Dün Erdoğan, ABD büyükelçisinin cumhurbaşkanı adayı Kılıçdaroğlu’nu ziyaretinde her iki tarafı da suçladı. Ancak aynı gün Türk heyeti Moskova’ya gitti. Görüşmeler iyi giderse yeni bir bakanlar toplantısı yapılacak. Rusya, “Suriye’den asker çekmezlerse görüşmem” diyen Esad’la görüşmeye aracılık mı etmeye çalışıyor? İzmir Ekonomi Kongresi’nde yaşanan Batı Rusya rekabeti, 2023’te Türkiye’de ittifaklar eliyle yaşanıyor. Üstelik açıkça taraf tutan tek devlet Rusya.

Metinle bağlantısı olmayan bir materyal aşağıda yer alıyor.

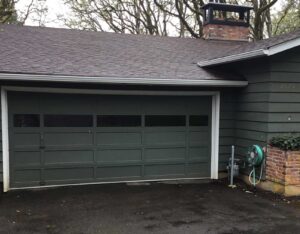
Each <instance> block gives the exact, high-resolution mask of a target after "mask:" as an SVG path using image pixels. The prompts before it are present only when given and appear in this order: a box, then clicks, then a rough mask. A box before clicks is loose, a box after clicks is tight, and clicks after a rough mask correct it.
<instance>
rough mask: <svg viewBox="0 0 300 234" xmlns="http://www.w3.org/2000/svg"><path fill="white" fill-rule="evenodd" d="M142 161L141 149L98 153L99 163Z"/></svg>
mask: <svg viewBox="0 0 300 234" xmlns="http://www.w3.org/2000/svg"><path fill="white" fill-rule="evenodd" d="M141 160H142V150H141V149H108V150H100V151H97V153H96V161H97V162H98V163H129V162H140V161H141Z"/></svg>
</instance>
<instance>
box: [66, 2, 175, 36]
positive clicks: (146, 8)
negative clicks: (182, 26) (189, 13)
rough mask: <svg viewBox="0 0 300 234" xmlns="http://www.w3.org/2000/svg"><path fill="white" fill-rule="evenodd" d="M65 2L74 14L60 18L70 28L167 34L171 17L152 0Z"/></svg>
mask: <svg viewBox="0 0 300 234" xmlns="http://www.w3.org/2000/svg"><path fill="white" fill-rule="evenodd" d="M170 2H171V1H170ZM65 3H66V4H67V5H68V6H69V7H70V8H71V10H72V13H73V17H71V18H64V19H63V20H64V22H65V24H66V25H67V26H69V27H70V28H81V29H85V30H94V31H114V32H119V33H133V34H151V35H168V33H169V30H168V29H169V27H170V26H171V24H170V16H169V15H168V14H166V13H165V12H164V11H162V10H160V9H159V8H158V7H157V6H156V5H155V4H154V3H153V1H152V0H125V1H124V0H65ZM165 7H166V8H167V9H169V8H172V7H173V6H172V4H169V5H168V6H165Z"/></svg>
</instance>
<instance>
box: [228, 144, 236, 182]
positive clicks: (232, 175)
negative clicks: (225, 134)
mask: <svg viewBox="0 0 300 234" xmlns="http://www.w3.org/2000/svg"><path fill="white" fill-rule="evenodd" d="M230 169H231V173H230V185H229V187H231V188H234V187H235V185H234V184H233V174H234V145H232V146H231V168H230Z"/></svg>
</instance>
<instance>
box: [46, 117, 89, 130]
mask: <svg viewBox="0 0 300 234" xmlns="http://www.w3.org/2000/svg"><path fill="white" fill-rule="evenodd" d="M44 126H45V127H92V126H93V116H92V115H52V114H51V115H44Z"/></svg>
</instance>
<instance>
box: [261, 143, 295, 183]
mask: <svg viewBox="0 0 300 234" xmlns="http://www.w3.org/2000/svg"><path fill="white" fill-rule="evenodd" d="M266 165H267V166H266V179H267V180H270V181H274V182H277V183H280V184H284V185H300V151H282V150H280V149H278V148H275V147H269V148H268V154H267V158H266Z"/></svg>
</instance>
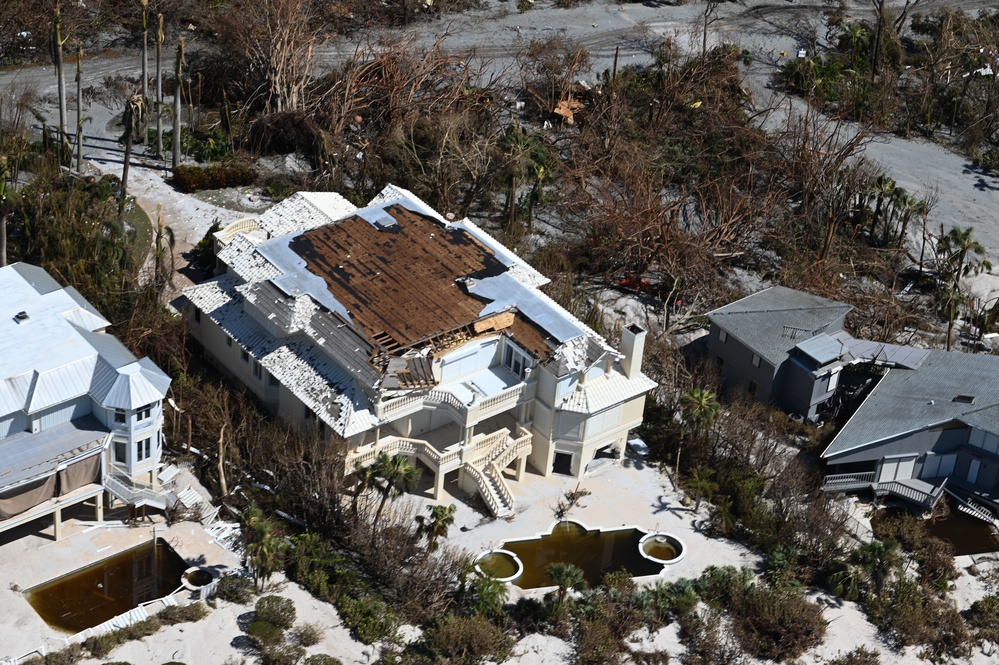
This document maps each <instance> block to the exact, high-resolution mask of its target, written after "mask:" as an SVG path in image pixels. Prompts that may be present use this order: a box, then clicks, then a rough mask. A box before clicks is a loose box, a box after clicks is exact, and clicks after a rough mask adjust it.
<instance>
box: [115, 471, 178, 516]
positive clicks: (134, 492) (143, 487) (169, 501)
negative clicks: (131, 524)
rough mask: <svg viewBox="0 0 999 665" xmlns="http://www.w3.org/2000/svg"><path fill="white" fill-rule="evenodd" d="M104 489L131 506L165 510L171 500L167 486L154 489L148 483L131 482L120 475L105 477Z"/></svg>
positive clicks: (130, 479) (163, 486)
mask: <svg viewBox="0 0 999 665" xmlns="http://www.w3.org/2000/svg"><path fill="white" fill-rule="evenodd" d="M104 487H105V488H106V489H107V490H108V491H109V492H111V493H112V494H113V495H115V496H116V497H118V498H119V499H121V500H122V501H124V502H125V503H127V504H129V505H132V506H153V507H154V508H166V507H167V505H168V504H169V503H170V500H171V498H170V486H169V485H163V486H160V487H159V488H156V487H153V486H152V485H151V484H149V483H143V482H139V481H137V480H133V479H131V478H129V477H128V476H126V475H124V474H121V473H109V474H108V475H107V476H105V477H104Z"/></svg>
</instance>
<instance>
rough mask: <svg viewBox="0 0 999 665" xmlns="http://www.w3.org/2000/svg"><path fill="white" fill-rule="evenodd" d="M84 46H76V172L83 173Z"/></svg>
mask: <svg viewBox="0 0 999 665" xmlns="http://www.w3.org/2000/svg"><path fill="white" fill-rule="evenodd" d="M87 120H88V118H84V117H83V45H82V44H79V43H78V44H77V45H76V172H77V173H83V124H84V123H85V122H86V121H87Z"/></svg>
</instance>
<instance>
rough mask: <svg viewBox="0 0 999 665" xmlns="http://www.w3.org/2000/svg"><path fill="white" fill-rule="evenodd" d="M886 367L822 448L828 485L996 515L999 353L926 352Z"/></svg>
mask: <svg viewBox="0 0 999 665" xmlns="http://www.w3.org/2000/svg"><path fill="white" fill-rule="evenodd" d="M924 353H925V354H926V355H925V359H924V360H923V361H922V362H921V363H920V364H919V365H918V366H917V367H914V368H905V367H895V368H889V369H888V370H887V372H886V373H885V375H884V377H882V378H881V380H880V381H879V382H878V384H877V385H876V386H875V387H874V389H873V390H872V391H871V393H870V394H869V395H868V396H867V398H866V399H865V400H864V402H863V403H862V404H861V405H860V407H859V408H858V409H857V411H856V412H855V413H854V414H853V416H852V417H851V418H850V420H849V421H848V422H847V423H846V424H845V425H844V426H843V428H842V429H841V430H840V432H839V433H838V434H837V436H836V438H835V439H833V441H832V443H830V444H829V446H828V448H826V450H825V451H824V452H823V453H822V458H823V459H824V460H825V461H826V464H827V467H828V470H829V471H830V472H832V473H831V475H829V476H827V477H826V481H825V488H826V489H827V490H830V491H841V490H856V489H867V488H870V489H872V490H874V491H875V493H877V494H881V495H884V494H889V495H895V496H899V497H902V498H905V499H908V500H910V501H912V502H914V503H916V504H918V505H920V506H922V507H924V508H930V507H932V506H933V505H934V504H935V503H936V501H937V500H938V499H939V498H940V496H941V495H942V494H943V493H944V492H947V493H949V494H951V495H952V496H953V497H954V498H955V499H956V500H957V502H958V507H959V508H960V509H962V510H965V511H966V512H969V513H971V514H977V515H978V516H980V517H983V518H985V519H989V520H990V521H991V520H992V519H993V518H992V514H991V511H992V510H996V509H999V502H997V499H999V385H997V384H996V381H995V377H996V376H997V374H999V357H997V356H992V355H977V354H969V353H960V352H947V351H929V352H924Z"/></svg>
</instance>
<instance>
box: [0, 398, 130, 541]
mask: <svg viewBox="0 0 999 665" xmlns="http://www.w3.org/2000/svg"><path fill="white" fill-rule="evenodd" d="M109 440H110V434H109V433H108V431H107V429H106V428H105V427H104V426H103V425H102V424H101V423H100V422H99V421H98V420H97V419H96V418H94V417H93V416H85V417H83V418H79V419H77V420H74V421H71V422H69V423H65V424H63V425H58V426H56V427H52V428H49V429H46V430H42V431H41V432H34V433H32V432H20V433H18V434H15V435H13V436H10V437H7V438H6V439H4V440H3V442H2V443H0V468H3V469H5V472H4V474H3V477H2V478H0V532H4V531H7V530H9V529H13V528H16V527H18V526H21V525H23V524H27V523H28V522H32V521H34V520H37V519H40V518H43V517H48V516H50V515H51V516H52V518H53V523H54V529H53V530H54V534H53V535H54V536H55V539H56V540H59V539H60V538H61V537H62V511H63V510H64V509H66V508H69V507H70V506H74V505H77V504H79V503H83V502H86V501H93V503H94V510H95V514H94V516H95V519H97V520H101V519H103V509H104V499H103V494H104V486H103V485H102V483H101V480H102V476H103V472H104V451H105V450H106V448H107V444H108V441H109Z"/></svg>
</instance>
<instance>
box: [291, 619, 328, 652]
mask: <svg viewBox="0 0 999 665" xmlns="http://www.w3.org/2000/svg"><path fill="white" fill-rule="evenodd" d="M324 632H325V631H323V628H322V626H320V625H319V624H316V623H303V624H299V625H298V626H295V629H294V630H292V631H291V635H292V637H293V638H295V641H296V642H298V643H299V644H301V645H302V646H303V647H311V646H315V645H316V644H319V642H321V641H322V639H323V634H324Z"/></svg>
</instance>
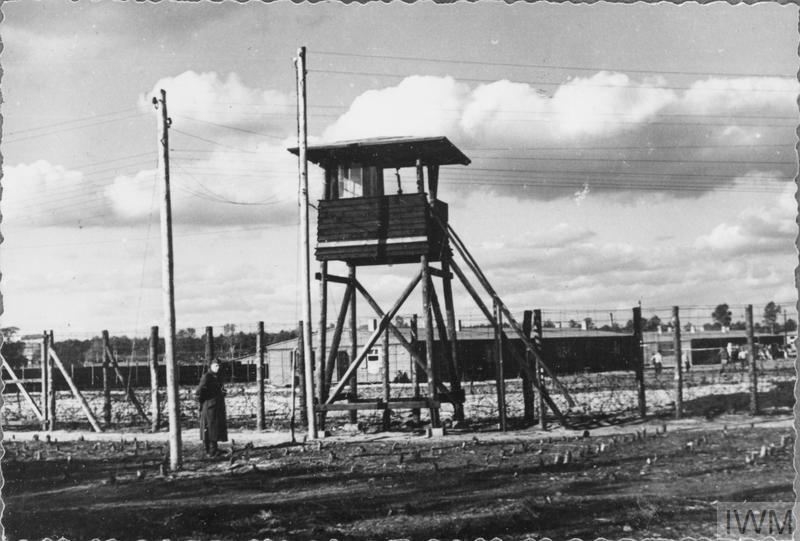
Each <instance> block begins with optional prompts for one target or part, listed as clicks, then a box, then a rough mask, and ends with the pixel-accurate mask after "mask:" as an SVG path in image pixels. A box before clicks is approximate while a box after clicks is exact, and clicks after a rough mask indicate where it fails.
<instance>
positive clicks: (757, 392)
mask: <svg viewBox="0 0 800 541" xmlns="http://www.w3.org/2000/svg"><path fill="white" fill-rule="evenodd" d="M744 322H745V329H746V332H747V356H748V359H749V360H750V414H751V415H758V372H757V371H756V351H755V337H754V336H753V305H752V304H748V305H747V306H746V307H745V309H744Z"/></svg>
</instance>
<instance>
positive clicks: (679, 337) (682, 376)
mask: <svg viewBox="0 0 800 541" xmlns="http://www.w3.org/2000/svg"><path fill="white" fill-rule="evenodd" d="M672 325H673V333H672V349H673V351H674V352H675V418H676V419H680V418H681V417H682V416H683V367H682V366H681V318H680V313H679V308H678V307H677V306H673V307H672Z"/></svg>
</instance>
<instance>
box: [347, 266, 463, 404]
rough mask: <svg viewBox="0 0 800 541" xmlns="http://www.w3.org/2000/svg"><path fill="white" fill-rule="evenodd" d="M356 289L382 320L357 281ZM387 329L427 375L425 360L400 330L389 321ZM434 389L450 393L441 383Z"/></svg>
mask: <svg viewBox="0 0 800 541" xmlns="http://www.w3.org/2000/svg"><path fill="white" fill-rule="evenodd" d="M356 289H358V292H359V293H361V295H362V296H363V297H364V300H366V301H367V303H368V304H369V305H370V306H371V307H372V309H373V310H374V311H375V313H376V314H377V315H378V317H381V318H382V317H383V310H381V307H380V306H379V305H378V303H377V302H375V299H373V298H372V296H371V295H370V294H369V292H367V290H366V289H364V286H362V285H361V284H360V283H359V282H358V281H356ZM387 328H388V329H389V332H391V333H392V335H393V336H394V337H395V338H396V339H397V341H398V342H400V345H401V346H403V349H405V350H406V351H407V352H408V354H409V355H410V356H411V359H412V360H413V361H414V364H416V365H417V367H418V368H419V369H420V370H422V371H423V372H424V373H425V374H427V373H428V367H427V366H426V365H425V359H423V358H422V357H420V356H419V354H418V353H417V352H416V351H414V347H413V346H412V345H411V342H409V341H408V340H407V339H406V337H405V336H403V333H402V332H400V329H398V328H397V327H395V326H394V324H392V322H391V321H389V323H388V325H387ZM436 389H437V390H438V391H439V393H441V394H445V395H449V394H450V391H448V390H447V387H445V386H444V385H443V384H441V383H437V384H436Z"/></svg>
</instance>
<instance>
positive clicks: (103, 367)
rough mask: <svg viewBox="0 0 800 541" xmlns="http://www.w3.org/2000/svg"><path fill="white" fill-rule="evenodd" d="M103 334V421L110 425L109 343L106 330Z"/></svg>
mask: <svg viewBox="0 0 800 541" xmlns="http://www.w3.org/2000/svg"><path fill="white" fill-rule="evenodd" d="M102 336H103V422H104V423H105V424H106V427H108V426H111V380H110V378H109V372H110V370H111V367H110V359H109V355H108V352H109V350H110V348H111V344H110V343H109V340H108V331H106V330H104V331H103V333H102Z"/></svg>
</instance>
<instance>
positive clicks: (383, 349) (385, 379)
mask: <svg viewBox="0 0 800 541" xmlns="http://www.w3.org/2000/svg"><path fill="white" fill-rule="evenodd" d="M389 377H390V374H389V329H388V328H387V329H386V330H385V331H384V333H383V401H384V402H385V403H386V404H388V403H389V400H390V399H391V387H390V386H389ZM391 418H392V412H391V410H390V409H389V408H388V407H387V408H386V409H385V410H383V429H384V430H389V422H390V420H391Z"/></svg>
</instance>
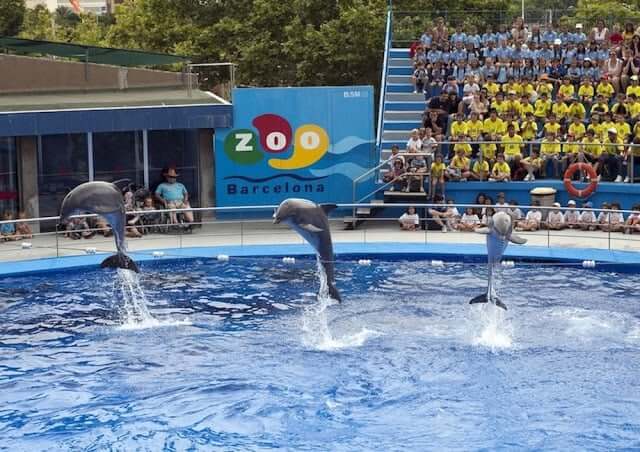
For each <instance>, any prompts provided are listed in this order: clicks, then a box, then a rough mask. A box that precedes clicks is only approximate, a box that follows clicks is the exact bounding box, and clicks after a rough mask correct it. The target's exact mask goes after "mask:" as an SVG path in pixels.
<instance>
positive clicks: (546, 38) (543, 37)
mask: <svg viewBox="0 0 640 452" xmlns="http://www.w3.org/2000/svg"><path fill="white" fill-rule="evenodd" d="M557 37H558V36H557V34H556V32H555V31H553V30H545V32H544V33H542V42H546V43H548V44H551V43H553V41H555V40H556V38H557Z"/></svg>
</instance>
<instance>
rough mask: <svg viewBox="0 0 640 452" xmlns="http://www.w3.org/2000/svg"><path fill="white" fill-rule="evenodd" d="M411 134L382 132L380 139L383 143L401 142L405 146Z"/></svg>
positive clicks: (406, 132)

Seçimi sosyal, kültürel veya özgürlükler açısından değerlendirmek mümkündür. Ancak ekonomik olarak bile bir yol ayrımındayız. Unutmadan şunu da belirtmeliyim ki, kendi geçmişlerine sadece Osmanlı İmparatorluğu ışık tutar diyenler, muhalefeti batılı hatta mandacı olmakla itham etmektedirler. Bizimki çok net. Siyasetten uzak, kimlik, din, mezhep, cinsiyet ayrımı gözetmeyen düşmanlıkla Atatürk’ün izinde devam edin.
Bu seçimde;
Temele dönelim mi?
Veya;
Bilinmeyene mi gidiyoruz?
Yağız Kutay Işık
Umarız ilginizi çekebilecek güzel bir içerik sunabilmişizdir.